The client was a Series A SaaS company with 40 engineers and a 4-year-old deployment process that had not changed since the company was five people. Releases happened bi-weekly and required one of two senior engineers to be available to run a 2-hour manual checklist. Both had taken on informal on-call responsibility, meaning neither could take vacation without coverage anxiety.
AWS costs were growing 40 percent year-over-year despite flat headcount. The engineering team knew the infrastructure was inefficient but had no visibility into where the spend was going. Three production incidents in the previous six months had each taken four or more hours to resolve, in two cases requiring all-hands debugging on infrastructure components that only the most senior engineers understood.

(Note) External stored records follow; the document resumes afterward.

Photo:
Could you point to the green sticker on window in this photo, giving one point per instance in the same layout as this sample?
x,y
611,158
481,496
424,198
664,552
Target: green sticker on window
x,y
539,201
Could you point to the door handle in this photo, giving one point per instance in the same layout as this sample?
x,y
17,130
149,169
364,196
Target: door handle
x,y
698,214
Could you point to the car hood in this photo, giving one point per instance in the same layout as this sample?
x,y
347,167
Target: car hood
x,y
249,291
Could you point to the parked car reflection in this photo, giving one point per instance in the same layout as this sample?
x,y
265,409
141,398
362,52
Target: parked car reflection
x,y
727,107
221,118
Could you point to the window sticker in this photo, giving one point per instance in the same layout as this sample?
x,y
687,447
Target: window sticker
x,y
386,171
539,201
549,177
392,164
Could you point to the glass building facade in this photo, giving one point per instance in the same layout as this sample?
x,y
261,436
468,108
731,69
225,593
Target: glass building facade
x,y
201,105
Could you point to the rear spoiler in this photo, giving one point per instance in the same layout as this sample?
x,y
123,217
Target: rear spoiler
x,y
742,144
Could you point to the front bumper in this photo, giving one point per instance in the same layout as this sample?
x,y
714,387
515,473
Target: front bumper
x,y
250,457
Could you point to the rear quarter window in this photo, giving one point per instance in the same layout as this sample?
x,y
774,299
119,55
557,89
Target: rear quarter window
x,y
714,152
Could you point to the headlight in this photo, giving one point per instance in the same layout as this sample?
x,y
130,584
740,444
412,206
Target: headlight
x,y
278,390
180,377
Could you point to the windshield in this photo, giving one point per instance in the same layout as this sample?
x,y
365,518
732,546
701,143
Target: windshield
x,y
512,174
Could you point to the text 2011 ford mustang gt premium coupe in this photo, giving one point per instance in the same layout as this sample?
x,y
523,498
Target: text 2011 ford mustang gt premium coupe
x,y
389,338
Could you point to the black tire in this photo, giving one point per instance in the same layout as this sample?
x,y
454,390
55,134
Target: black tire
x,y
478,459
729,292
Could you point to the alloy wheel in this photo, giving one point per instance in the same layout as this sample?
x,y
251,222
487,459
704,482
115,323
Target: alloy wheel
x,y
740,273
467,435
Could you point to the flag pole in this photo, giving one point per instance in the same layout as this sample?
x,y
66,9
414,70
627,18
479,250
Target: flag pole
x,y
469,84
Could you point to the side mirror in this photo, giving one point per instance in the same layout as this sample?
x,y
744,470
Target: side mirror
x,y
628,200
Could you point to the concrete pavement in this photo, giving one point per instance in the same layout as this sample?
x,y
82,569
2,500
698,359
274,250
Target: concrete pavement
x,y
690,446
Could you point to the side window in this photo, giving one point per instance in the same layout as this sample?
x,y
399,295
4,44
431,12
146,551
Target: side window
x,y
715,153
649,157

We started with a two-week assessment that documented the full infrastructure state, identified the 11 AWS resources that accounted for 70 percent of the monthly bill, and mapped the deployment process end-to-end. The assessment became the roadmap.

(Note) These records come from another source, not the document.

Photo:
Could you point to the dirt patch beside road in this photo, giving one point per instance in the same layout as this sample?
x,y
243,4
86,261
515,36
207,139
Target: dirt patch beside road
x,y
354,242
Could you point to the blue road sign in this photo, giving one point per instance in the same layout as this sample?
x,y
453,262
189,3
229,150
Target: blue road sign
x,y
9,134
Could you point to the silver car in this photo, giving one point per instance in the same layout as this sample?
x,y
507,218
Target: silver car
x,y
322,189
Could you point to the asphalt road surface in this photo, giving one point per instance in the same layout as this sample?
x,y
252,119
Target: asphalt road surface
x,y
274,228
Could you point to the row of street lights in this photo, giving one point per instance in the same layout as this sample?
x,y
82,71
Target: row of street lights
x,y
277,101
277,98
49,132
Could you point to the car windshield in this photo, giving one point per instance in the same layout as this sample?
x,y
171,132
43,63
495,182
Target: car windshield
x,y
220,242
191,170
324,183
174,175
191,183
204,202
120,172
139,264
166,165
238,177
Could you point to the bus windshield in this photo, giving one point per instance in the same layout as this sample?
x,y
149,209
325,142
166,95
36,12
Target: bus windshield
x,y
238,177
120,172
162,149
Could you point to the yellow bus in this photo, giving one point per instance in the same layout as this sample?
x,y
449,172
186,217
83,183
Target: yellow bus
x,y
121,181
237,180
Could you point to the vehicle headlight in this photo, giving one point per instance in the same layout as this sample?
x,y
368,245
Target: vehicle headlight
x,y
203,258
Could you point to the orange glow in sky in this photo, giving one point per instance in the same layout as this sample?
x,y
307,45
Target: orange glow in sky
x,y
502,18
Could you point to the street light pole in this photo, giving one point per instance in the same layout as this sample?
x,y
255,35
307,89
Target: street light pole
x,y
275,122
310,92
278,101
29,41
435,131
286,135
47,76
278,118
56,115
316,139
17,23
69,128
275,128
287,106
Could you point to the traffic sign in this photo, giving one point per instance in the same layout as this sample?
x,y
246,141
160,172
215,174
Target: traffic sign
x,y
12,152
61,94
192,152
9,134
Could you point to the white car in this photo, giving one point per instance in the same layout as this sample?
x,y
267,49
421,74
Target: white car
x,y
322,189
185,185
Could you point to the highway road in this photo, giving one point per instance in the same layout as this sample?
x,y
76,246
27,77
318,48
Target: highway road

Over the following eight weeks, we containerised the application with Docker, moved workloads to Kubernetes on AWS EKS, and rebuilt the deployment pipeline in GitHub Actions with full staging and production environments. Terraform was written for all infrastructure that previously existed only as manual AWS console configurations.
Prometheus and Grafana replaced the ad-hoc monitoring setup. PagerDuty was configured with tiered alerting so on-call incidents went to the right person rather than waking the whole team. AWS cost optimisation ran in parallel: right-sizing instances, moving non-critical workloads to Spot, and implementing auto-scaling for traffic peaks cut the monthly bill by 38 percent within 90 days.